On our way to Toyama, we stopped in Tōjinbō東尋坊to buy the Kani. Tōjinbō is a little township in the Fukui prefecture, characterized by a bay with huge and high rocks at the seaside. Beyond, it was very exciting to see how Mrs. Okamoto prepared the Kani in the house of her parents, before we enjoyed the delicious meal in a traditional tatami room.
Beyond, it was very exciting to see how Mrs. Okamoto prepared the Kani in the house of her parents, before we enjoyed the delicious meal in a traditional tatami room.

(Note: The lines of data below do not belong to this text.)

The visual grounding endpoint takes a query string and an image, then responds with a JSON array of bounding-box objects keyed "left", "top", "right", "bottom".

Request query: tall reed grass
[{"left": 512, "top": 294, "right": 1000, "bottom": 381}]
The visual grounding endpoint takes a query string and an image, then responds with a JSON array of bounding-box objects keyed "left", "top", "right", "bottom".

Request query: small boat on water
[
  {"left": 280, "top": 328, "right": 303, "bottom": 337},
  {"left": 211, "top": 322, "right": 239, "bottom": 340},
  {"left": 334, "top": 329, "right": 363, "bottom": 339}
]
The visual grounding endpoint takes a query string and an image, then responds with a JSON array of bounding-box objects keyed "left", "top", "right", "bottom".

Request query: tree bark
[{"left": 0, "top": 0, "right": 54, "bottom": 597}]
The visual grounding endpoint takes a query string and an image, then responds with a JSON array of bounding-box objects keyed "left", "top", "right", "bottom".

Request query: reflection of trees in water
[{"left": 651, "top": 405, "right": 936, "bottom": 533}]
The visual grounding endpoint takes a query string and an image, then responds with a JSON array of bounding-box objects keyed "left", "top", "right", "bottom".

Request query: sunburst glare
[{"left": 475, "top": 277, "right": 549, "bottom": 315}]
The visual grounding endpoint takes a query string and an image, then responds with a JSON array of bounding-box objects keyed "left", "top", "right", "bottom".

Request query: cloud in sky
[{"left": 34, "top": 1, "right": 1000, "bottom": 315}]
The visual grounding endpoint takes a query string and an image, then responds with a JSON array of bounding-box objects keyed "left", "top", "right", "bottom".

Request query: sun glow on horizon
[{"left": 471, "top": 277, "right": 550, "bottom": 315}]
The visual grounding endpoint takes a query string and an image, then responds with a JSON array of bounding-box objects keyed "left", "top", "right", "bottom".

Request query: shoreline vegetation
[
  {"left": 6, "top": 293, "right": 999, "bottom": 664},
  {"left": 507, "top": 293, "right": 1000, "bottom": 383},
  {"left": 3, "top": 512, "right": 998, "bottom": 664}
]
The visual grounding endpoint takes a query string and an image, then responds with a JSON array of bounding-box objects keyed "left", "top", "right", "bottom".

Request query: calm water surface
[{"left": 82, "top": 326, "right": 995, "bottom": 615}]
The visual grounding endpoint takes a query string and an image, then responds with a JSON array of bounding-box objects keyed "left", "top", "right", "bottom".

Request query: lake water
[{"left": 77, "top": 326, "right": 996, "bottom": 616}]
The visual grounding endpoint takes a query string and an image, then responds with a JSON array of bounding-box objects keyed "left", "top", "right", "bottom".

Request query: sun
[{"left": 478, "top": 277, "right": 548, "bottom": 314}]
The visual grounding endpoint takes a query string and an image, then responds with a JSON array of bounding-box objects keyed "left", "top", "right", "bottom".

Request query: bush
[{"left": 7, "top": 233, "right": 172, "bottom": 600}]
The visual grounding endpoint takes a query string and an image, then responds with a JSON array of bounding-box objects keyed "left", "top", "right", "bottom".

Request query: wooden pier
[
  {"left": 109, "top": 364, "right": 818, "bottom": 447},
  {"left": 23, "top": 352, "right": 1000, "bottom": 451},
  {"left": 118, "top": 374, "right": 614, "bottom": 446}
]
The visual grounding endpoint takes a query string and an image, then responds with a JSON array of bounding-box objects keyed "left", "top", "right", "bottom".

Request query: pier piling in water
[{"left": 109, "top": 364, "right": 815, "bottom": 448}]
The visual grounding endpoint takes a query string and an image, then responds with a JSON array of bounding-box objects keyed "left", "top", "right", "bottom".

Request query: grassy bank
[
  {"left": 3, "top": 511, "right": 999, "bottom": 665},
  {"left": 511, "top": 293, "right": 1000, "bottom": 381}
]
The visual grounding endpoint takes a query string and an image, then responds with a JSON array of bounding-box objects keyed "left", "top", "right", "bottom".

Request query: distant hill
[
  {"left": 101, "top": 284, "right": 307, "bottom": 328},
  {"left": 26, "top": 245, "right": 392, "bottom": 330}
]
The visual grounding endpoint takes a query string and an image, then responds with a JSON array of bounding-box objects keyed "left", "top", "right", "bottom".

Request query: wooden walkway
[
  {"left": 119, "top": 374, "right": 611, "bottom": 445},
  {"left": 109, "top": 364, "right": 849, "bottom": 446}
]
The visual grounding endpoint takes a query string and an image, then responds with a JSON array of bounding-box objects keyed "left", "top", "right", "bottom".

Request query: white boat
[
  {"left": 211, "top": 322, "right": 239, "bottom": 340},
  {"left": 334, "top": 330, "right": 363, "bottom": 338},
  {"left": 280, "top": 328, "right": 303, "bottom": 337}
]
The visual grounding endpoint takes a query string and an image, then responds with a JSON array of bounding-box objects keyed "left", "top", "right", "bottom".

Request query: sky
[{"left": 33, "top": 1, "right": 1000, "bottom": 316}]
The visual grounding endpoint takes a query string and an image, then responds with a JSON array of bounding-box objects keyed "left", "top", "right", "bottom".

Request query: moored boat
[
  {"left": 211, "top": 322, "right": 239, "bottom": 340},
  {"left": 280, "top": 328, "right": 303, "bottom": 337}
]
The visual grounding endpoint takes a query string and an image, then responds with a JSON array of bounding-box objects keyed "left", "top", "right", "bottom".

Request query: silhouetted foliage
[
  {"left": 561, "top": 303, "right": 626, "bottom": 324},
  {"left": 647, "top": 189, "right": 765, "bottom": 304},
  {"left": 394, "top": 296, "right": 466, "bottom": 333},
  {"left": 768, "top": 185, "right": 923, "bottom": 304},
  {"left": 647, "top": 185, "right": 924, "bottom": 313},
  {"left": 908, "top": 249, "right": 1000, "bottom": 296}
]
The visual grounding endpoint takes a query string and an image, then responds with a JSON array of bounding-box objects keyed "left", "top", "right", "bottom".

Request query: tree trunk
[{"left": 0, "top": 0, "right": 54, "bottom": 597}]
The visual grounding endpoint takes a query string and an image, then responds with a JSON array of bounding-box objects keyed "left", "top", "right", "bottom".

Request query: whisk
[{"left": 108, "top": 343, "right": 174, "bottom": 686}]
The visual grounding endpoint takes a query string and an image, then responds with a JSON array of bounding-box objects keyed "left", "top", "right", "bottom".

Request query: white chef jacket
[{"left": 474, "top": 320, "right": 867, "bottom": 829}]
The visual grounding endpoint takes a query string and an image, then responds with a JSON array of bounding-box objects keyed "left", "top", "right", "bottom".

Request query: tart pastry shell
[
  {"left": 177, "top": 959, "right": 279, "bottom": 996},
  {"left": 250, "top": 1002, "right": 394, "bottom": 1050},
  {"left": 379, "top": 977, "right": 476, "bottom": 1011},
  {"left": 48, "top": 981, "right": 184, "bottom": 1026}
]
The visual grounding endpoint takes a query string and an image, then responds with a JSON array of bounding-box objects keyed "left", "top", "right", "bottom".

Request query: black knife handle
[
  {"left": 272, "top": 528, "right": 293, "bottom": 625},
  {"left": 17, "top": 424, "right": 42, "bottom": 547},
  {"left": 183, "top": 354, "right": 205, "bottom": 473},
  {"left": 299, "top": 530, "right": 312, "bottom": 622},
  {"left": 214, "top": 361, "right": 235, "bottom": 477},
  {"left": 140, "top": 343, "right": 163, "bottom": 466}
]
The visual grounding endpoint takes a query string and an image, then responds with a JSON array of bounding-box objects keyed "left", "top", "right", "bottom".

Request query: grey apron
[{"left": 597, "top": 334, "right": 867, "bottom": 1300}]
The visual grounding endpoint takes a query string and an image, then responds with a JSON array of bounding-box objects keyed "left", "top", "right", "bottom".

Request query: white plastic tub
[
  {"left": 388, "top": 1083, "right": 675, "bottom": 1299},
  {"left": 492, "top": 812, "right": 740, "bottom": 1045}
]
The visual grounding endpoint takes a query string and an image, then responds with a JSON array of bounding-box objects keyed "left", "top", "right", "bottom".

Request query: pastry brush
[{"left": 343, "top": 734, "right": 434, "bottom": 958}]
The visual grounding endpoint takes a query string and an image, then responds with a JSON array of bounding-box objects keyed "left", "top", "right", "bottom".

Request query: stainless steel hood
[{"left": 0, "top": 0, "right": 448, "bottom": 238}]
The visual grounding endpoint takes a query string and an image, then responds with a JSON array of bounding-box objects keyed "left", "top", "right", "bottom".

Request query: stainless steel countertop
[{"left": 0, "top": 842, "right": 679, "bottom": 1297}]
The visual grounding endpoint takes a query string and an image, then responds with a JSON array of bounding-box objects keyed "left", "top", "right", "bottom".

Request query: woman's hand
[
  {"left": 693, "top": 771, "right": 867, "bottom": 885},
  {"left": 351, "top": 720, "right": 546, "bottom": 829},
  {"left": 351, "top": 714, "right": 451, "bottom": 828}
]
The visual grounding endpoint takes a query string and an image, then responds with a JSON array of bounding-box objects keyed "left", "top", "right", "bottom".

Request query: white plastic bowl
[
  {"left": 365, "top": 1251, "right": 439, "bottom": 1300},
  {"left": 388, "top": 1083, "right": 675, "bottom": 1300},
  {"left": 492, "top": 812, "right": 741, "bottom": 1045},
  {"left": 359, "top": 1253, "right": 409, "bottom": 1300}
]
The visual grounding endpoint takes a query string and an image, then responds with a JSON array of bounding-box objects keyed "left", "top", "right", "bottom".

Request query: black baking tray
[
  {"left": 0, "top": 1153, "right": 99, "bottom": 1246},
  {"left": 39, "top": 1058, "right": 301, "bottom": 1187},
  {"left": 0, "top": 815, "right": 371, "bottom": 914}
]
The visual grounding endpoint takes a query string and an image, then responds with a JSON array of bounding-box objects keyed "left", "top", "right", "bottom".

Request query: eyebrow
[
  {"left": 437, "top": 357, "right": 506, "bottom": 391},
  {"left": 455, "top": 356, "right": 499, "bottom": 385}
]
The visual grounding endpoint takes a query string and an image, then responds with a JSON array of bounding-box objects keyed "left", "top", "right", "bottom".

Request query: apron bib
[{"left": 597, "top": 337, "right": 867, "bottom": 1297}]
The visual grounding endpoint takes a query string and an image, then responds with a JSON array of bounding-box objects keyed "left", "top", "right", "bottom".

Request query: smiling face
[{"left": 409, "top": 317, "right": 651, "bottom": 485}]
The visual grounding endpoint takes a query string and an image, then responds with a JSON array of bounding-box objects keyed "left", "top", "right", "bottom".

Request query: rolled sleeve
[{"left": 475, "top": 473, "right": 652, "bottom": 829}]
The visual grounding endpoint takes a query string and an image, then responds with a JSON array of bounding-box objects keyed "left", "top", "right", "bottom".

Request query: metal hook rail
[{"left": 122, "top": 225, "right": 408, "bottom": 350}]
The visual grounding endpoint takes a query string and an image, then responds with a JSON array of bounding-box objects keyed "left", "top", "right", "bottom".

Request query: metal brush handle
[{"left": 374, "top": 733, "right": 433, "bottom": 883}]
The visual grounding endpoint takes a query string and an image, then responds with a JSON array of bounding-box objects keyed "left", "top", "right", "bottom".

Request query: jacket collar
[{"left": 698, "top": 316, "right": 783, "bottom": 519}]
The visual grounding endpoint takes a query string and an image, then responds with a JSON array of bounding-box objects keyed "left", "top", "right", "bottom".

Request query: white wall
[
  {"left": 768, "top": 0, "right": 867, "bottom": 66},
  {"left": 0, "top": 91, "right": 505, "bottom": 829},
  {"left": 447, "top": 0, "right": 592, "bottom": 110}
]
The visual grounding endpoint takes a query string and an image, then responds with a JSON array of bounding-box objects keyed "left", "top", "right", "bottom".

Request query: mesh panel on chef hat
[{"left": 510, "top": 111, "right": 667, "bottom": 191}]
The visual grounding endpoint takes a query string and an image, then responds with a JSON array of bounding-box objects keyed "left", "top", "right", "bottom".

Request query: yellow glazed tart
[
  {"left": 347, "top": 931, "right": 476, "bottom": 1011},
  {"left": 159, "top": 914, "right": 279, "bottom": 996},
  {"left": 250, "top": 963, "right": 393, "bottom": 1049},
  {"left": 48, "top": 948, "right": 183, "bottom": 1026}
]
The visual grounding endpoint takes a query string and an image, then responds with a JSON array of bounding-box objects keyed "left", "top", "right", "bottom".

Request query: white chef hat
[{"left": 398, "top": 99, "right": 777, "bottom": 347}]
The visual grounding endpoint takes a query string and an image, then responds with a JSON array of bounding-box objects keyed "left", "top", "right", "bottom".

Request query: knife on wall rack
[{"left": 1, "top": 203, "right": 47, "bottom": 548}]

On the next day we headed for the romantic mountain village and World Heritage Shirakawa-go白川郷. As the weather hasn’t been too good, and fog had been strolling up, the surrounding mountains were wrapped in a cloudy and grey dress, that generated a mysterious atmosphere in the small village. Shirakawa-go is known for its amazing houses, that have been built in a so called Gassho style and remind its visitors of praying, folded hands.
On our way back home to Suita-City, we stopped over in Obama 小浜市 for lunch, before we continued our tour. Instead of the motorway, we followed a road that lead us through the beautiful and colorful autumn landscape of the mountains up to Ohara 大原, a small and little town, situated in the north-east of Kyoto. After our arrival, we visited Sanzen-in 三千院 temple. The temple area as well as it’s beautiful Japanese garden with a little pond, are connected through a beautiful wooden corridor. Sitting beside the pond, enjoying the silence of the garden and the ancient temple, we had a rest and were invited to try handmade traditional Matcha tea.
Alongside all my unforgettable impressions throughout the last weeks, I am now looking forward to a very special event: the arrival of my parents and the possibility to share the wonderful experiences in Japan with them.